In addition, (2) in Fig.30 (a) is the photograph of the reflection type display body of the comparative example 1 mentioned later evaluated side by side for the comparison.
In addition, an arrow C in FIG. 29 is a convenient arrow for defining a reference direction for clarifying a relationship such as an incident direction of external light and an observation direction in the evaluation of the transflective display body.
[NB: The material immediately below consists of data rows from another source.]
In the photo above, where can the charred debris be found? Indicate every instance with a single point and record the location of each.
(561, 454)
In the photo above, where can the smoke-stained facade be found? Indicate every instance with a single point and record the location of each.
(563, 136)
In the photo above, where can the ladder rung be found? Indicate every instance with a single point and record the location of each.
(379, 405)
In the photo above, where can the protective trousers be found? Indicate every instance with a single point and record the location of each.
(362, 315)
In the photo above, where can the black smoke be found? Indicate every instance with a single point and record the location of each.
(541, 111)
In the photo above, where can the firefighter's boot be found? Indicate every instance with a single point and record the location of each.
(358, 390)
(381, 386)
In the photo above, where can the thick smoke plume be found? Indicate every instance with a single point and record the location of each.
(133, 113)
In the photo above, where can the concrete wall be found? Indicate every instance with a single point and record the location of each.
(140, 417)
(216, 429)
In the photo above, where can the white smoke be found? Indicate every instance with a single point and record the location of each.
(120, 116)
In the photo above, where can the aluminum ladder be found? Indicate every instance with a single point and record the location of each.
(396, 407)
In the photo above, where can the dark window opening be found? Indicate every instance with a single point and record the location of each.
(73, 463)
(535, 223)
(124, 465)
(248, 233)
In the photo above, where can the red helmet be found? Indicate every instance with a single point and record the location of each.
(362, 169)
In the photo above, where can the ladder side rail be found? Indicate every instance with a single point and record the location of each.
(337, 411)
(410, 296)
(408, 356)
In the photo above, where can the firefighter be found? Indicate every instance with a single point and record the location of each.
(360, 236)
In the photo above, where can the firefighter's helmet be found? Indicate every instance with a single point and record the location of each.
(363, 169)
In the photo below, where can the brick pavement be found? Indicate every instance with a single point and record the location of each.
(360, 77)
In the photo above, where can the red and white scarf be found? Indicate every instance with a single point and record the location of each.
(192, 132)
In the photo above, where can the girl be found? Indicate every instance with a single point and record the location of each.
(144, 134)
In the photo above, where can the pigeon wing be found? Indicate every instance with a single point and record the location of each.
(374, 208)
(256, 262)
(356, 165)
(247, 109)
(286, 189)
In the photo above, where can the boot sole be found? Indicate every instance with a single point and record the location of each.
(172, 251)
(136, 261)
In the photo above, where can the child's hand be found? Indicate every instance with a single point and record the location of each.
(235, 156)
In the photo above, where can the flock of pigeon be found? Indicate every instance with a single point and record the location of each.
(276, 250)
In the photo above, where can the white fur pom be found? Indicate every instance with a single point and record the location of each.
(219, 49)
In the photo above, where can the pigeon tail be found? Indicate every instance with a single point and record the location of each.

In addition, the transflective display 1 was observed and photographed in the same manner except that the incident angle θa of external light was changed to 35 °. The obtained photograph is shown in (1) in FIG.
In addition, (2) in FIG.30 (b) is the photograph of the reflection type display body of the comparative example 1 mentioned later evaluated side by side for the comparison.
Further, a photograph of the semi-transmissive display body of Example 1 when the incident angle θa of external light is 30 ° is shown in (1) in FIG. 31A and is evaluated side by side for comparison. A photograph of the transflective display body 4 is shown in (2) in FIG.
Also, a photograph of the transflective reflector of Example 1 when the incident angle θa of external light is 40 ° is shown in (1) in FIG. 31B, and is described later and evaluated side by side for comparison. A photograph of the transflective display body 4 is shown in (2) in FIG.
Further, although partially overlapping, a photograph of the transflective display of Example 1 when the incident angle θa of external light is 30 ° is shown in (1) in FIG. 31 (c), and is arranged for comparison. An evaluated photograph of a transflective display body of Example 5, which will be described later, is shown in (2) in FIG.
Furthermore, although partially overlapping, a photograph of the transflective display of Example 1 when the incident angle θa of external light is 40 ° is shown in (1) of FIG. 31 (d) and is arranged for comparison. An evaluated photograph of a transflective display of Example 5 described later is shown in (2) in FIG.
As shown in (1) in FIGS. 30 (a) to 30 (b) and (1) in FIGS. 31 (a) to (d), the transflective display of Example 1 has an environment rich in outside light. Below, it was confirmed that external light can be efficiently reflected to obtain display light, and excellent display characteristics can be obtained without using a backlight.
That is, in this evaluation, a situation was set in which the transflective display was observed at an observation angle θ _ob = −5 ° in an environment where the incident angle θa of external light was 35 °.
As a result, as shown in (1) in FIG. 30B, the luminance is sufficiently high and uniform under the conditions of the incident angle θa = 35 ° of external light and the observation angle θ _ob = −5 °. It was confirmed that excellent display characteristics with high performance could be obtained.
In addition, it was confirmed that substantially the same excellent display characteristics can be obtained even when the incident angle θa of the external light is changed in the range of 30 to 40 ° which is around 35 °.
On the other hand, when the incident angle θa of the external light is 0 °, which is greatly different from the set 35 °, almost no display light is observed from the observation angle θ _ob = −5 °. The transmissive display body can be determined to be a transflective display body that effectively narrows the incident direction and reflection direction of external light in a specific direction and has high utilization efficiency of external light.
In addition, the incident angle θa = 35 ° of external light and the observation angle θ _ob = −5 ° set in this evaluation are examples, and the inclination angle of the plate-like mirror surface region in the specular louver film and the light diffusion angle in the light diffusion film By changing the region, it is possible to cope with various incident angles θa and observation angles θ _ob of external light.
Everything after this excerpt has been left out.